Locality Sensitive Hashing (LSH)
Locality-Sensitive Hashing (LSH) is a technique for indexing in the context of an approximate nearest neighbor search. It is optimized for speed while still providing an approximate, non-exhaustive result. LSH maps similar vectors into "buckets" using a set of hash functions, as seen below:


To find the nearest neighbors for a given query vector, we use the same hash functions that are used to "group" similar vectors in hash tables. The query vector is applied to a particular table and then compared to the other vectors in that same table to find the closest matches. This method is much faster than searching the entire dataset because there are far fewer vectors in each hash table than in the entire space.

It is important to remember that LSH is an approximate method and the quality of the approximation depends on the properties of the hash functions. In general, the more hash functions used, the better the quality of the approximation. However, using a large number of hash functions can be computationally expensive and may not be feasible for large data sets.

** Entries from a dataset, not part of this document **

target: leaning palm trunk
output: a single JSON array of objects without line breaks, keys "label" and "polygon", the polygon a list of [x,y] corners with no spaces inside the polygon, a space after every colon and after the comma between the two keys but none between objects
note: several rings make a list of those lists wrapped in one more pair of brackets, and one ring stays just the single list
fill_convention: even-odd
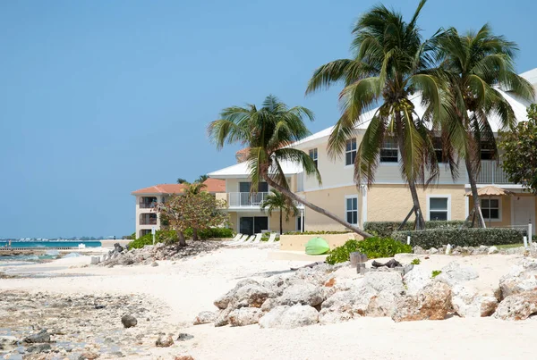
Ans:
[{"label": "leaning palm trunk", "polygon": [[267,183],[268,185],[270,185],[272,188],[277,189],[278,191],[282,192],[283,194],[285,194],[286,197],[292,198],[293,200],[295,200],[299,203],[301,203],[302,205],[303,205],[304,206],[309,207],[310,209],[313,210],[316,213],[322,213],[323,215],[332,219],[333,221],[339,222],[340,224],[342,224],[343,226],[345,226],[345,228],[350,229],[351,230],[354,231],[355,233],[357,233],[358,235],[362,236],[363,238],[371,238],[372,235],[370,234],[369,232],[366,232],[364,230],[362,230],[362,229],[358,228],[357,226],[354,226],[347,222],[345,222],[345,220],[340,219],[339,217],[337,217],[336,214],[326,211],[325,209],[322,209],[319,206],[317,206],[314,204],[310,203],[307,200],[304,200],[303,198],[300,197],[299,196],[297,196],[296,194],[294,194],[292,191],[289,191],[287,188],[282,187],[281,185],[277,184],[277,182],[275,182],[272,179],[270,179],[269,176],[268,175],[264,175],[263,178],[265,179],[265,180],[267,181]]},{"label": "leaning palm trunk", "polygon": [[[468,181],[470,182],[470,188],[472,188],[472,197],[473,198],[473,216],[477,216],[477,224],[480,228],[486,228],[485,219],[481,210],[481,201],[479,194],[477,193],[477,181],[475,180],[475,172],[472,166],[472,162],[469,159],[470,154],[466,153],[465,157],[465,163],[466,163],[466,172],[468,172]],[[472,222],[473,224],[473,222]]]},{"label": "leaning palm trunk", "polygon": [[177,230],[177,239],[179,239],[179,246],[186,247],[186,240],[184,239],[184,234],[181,230]]}]

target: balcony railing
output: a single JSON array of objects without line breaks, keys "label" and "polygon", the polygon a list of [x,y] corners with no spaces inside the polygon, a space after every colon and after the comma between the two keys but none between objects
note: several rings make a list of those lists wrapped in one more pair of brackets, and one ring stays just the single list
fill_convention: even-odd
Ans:
[{"label": "balcony railing", "polygon": [[482,160],[481,171],[477,175],[478,184],[512,184],[500,166],[501,162]]},{"label": "balcony railing", "polygon": [[227,205],[229,206],[259,206],[268,195],[268,192],[230,192],[227,193]]}]

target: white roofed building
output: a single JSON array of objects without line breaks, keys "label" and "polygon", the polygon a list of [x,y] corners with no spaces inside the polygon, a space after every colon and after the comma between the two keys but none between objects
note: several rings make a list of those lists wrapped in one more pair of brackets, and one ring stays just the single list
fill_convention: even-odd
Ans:
[{"label": "white roofed building", "polygon": [[[537,69],[522,74],[537,88]],[[517,121],[527,121],[526,108],[530,105],[501,91],[511,105]],[[424,112],[419,96],[412,101],[418,115]],[[380,152],[380,163],[375,183],[370,188],[357,188],[354,180],[354,163],[356,151],[369,121],[376,110],[362,115],[357,126],[356,136],[347,142],[345,154],[337,159],[328,157],[327,144],[332,128],[325,129],[293,144],[293,147],[309,154],[317,163],[322,178],[319,184],[313,177],[305,176],[300,166],[283,163],[293,191],[308,201],[325,208],[349,222],[361,227],[366,222],[403,221],[412,207],[410,192],[401,179],[399,171],[400,154],[396,144],[387,140]],[[500,123],[490,118],[492,130],[498,133]],[[268,217],[260,208],[269,187],[259,185],[258,191],[251,191],[248,163],[241,162],[248,149],[237,153],[238,163],[215,171],[209,177],[226,180],[226,193],[217,194],[226,199],[233,226],[237,232],[257,233],[262,230],[277,231],[278,214]],[[441,158],[441,148],[438,149]],[[524,225],[535,223],[537,204],[535,197],[524,193],[521,186],[512,184],[507,179],[499,163],[492,159],[486,148],[482,151],[482,170],[478,176],[478,187],[494,185],[509,189],[514,196],[488,197],[482,198],[482,207],[487,226]],[[440,175],[436,184],[427,189],[419,188],[419,197],[425,220],[465,220],[472,210],[473,201],[465,196],[470,189],[465,169],[461,166],[460,175],[453,180],[447,164],[440,164]],[[533,229],[535,226],[533,227]],[[286,222],[284,231],[290,230],[344,230],[345,229],[308,208],[301,207],[298,216]]]}]

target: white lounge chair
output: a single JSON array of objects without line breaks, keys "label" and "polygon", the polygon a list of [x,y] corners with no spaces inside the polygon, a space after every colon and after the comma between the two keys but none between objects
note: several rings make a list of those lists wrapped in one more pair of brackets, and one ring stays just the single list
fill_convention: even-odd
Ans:
[{"label": "white lounge chair", "polygon": [[276,232],[271,232],[270,236],[268,237],[268,241],[267,242],[271,243],[274,242],[274,240],[276,240]]},{"label": "white lounge chair", "polygon": [[258,242],[261,241],[261,237],[263,236],[263,234],[260,233],[260,234],[255,234],[255,239],[253,239],[253,243],[256,244]]}]

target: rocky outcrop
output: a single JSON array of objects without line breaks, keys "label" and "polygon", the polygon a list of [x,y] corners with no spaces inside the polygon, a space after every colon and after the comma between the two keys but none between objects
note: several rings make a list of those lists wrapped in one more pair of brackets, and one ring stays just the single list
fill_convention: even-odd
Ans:
[{"label": "rocky outcrop", "polygon": [[524,320],[537,314],[537,290],[509,295],[496,309],[494,317],[502,320]]},{"label": "rocky outcrop", "polygon": [[446,283],[433,281],[415,296],[399,298],[392,319],[395,322],[443,320],[451,311],[451,289]]},{"label": "rocky outcrop", "polygon": [[202,311],[198,314],[198,316],[192,322],[193,325],[201,325],[204,323],[211,323],[217,320],[217,314],[212,311]]},{"label": "rocky outcrop", "polygon": [[319,322],[319,313],[303,305],[279,306],[260,320],[261,328],[294,329]]},{"label": "rocky outcrop", "polygon": [[258,323],[262,314],[259,308],[241,307],[229,313],[227,318],[231,326],[246,326]]},{"label": "rocky outcrop", "polygon": [[453,310],[461,317],[490,316],[498,306],[498,300],[491,295],[480,295],[473,288],[456,285],[451,289]]}]

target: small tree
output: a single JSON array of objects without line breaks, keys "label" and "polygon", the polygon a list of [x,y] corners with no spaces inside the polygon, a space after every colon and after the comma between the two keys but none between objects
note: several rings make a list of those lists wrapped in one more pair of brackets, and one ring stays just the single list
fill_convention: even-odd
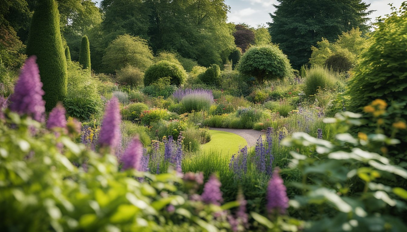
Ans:
[{"label": "small tree", "polygon": [[69,47],[67,45],[65,47],[65,57],[66,57],[66,61],[70,61],[71,60],[71,53],[69,51]]},{"label": "small tree", "polygon": [[26,53],[37,56],[44,99],[50,111],[66,96],[66,58],[59,28],[59,14],[54,0],[40,0],[33,15]]},{"label": "small tree", "polygon": [[186,72],[182,67],[167,61],[161,61],[150,66],[144,75],[144,85],[147,86],[163,77],[171,78],[171,84],[179,86],[186,79]]},{"label": "small tree", "polygon": [[88,37],[84,35],[81,43],[81,50],[79,52],[79,63],[83,69],[89,69],[90,72],[90,51],[89,50],[89,41]]},{"label": "small tree", "polygon": [[124,35],[109,45],[102,60],[106,71],[112,73],[128,65],[145,71],[153,63],[153,58],[147,40]]},{"label": "small tree", "polygon": [[274,45],[250,48],[240,59],[238,69],[255,78],[259,85],[267,80],[284,78],[292,73],[287,56]]}]

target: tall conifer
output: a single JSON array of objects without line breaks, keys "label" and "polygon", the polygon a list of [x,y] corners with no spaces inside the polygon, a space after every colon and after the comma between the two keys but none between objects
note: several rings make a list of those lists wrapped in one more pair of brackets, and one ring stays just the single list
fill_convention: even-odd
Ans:
[{"label": "tall conifer", "polygon": [[37,56],[47,111],[66,96],[66,58],[55,0],[38,0],[28,34],[27,54]]},{"label": "tall conifer", "polygon": [[89,69],[90,72],[90,51],[89,50],[89,41],[88,37],[84,35],[81,43],[81,50],[79,52],[79,63],[83,66],[83,69]]}]

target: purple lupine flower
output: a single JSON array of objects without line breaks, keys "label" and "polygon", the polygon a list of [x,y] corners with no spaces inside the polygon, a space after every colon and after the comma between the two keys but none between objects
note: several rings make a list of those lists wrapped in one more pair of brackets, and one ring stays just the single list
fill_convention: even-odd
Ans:
[{"label": "purple lupine flower", "polygon": [[49,130],[55,127],[65,128],[66,126],[66,117],[65,117],[65,108],[59,103],[50,113],[47,128]]},{"label": "purple lupine flower", "polygon": [[221,205],[223,201],[220,189],[221,185],[216,176],[212,174],[204,186],[204,192],[201,195],[202,201],[207,204]]},{"label": "purple lupine flower", "polygon": [[42,122],[45,119],[45,102],[42,100],[44,93],[36,59],[35,56],[30,56],[21,68],[14,93],[10,97],[9,108],[20,115],[26,114],[35,120]]},{"label": "purple lupine flower", "polygon": [[141,171],[141,159],[143,156],[143,145],[137,137],[133,138],[121,158],[123,170],[134,169]]},{"label": "purple lupine flower", "polygon": [[120,144],[120,123],[121,117],[119,109],[119,101],[112,97],[106,104],[99,134],[99,143],[102,146],[116,148]]},{"label": "purple lupine flower", "polygon": [[322,129],[318,128],[317,129],[317,139],[322,139]]},{"label": "purple lupine flower", "polygon": [[269,213],[278,212],[280,214],[285,213],[288,208],[288,197],[284,181],[278,174],[279,170],[276,168],[269,182],[267,187],[267,210]]},{"label": "purple lupine flower", "polygon": [[271,176],[273,171],[273,161],[274,156],[273,155],[273,128],[269,127],[266,130],[266,141],[267,142],[267,150],[266,155],[268,156],[269,164],[267,166],[266,172],[270,176]]}]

Hierarchical Navigable Small World (HNSW)
The HNSW algorithm is a method used to perform efficient searches in high-dimensional vector databases. It was proposed as an alternative to binary search trees and kd trees, which do not perform optimally in high-dimensional spaces.

The HNSW algorithm is based on the idea of ​​building a hierarchical structure that organizes data into different levels. Each level is composed of a set of graphs, where each graph is a set of nodes connected to each other. These nodes represent the data points in the vector database.

The construction process of the HNSW algorithm consists of the following steps:

An initial graph is created with a node representing a data point randomly selected from the database.
More nodes are then added to this graph. Each new node is connected to a set of existing nodes, using a proximity function that measures the similarity between the feature vectors of the data points.
The process of node aggregation is repeated until a complete graph is constructed at a given level.
The next level of the hierarchy is then created, using a neighbor selection function to connect nodes in one level to those in the lower level. This function ensures that a hierarchical structure is maintained at higher levels and allows for fast searching through the hierarchy.
The level-building process is repeated until the lowest level is reached, which is usually a complete graph where every node is connected to every other node.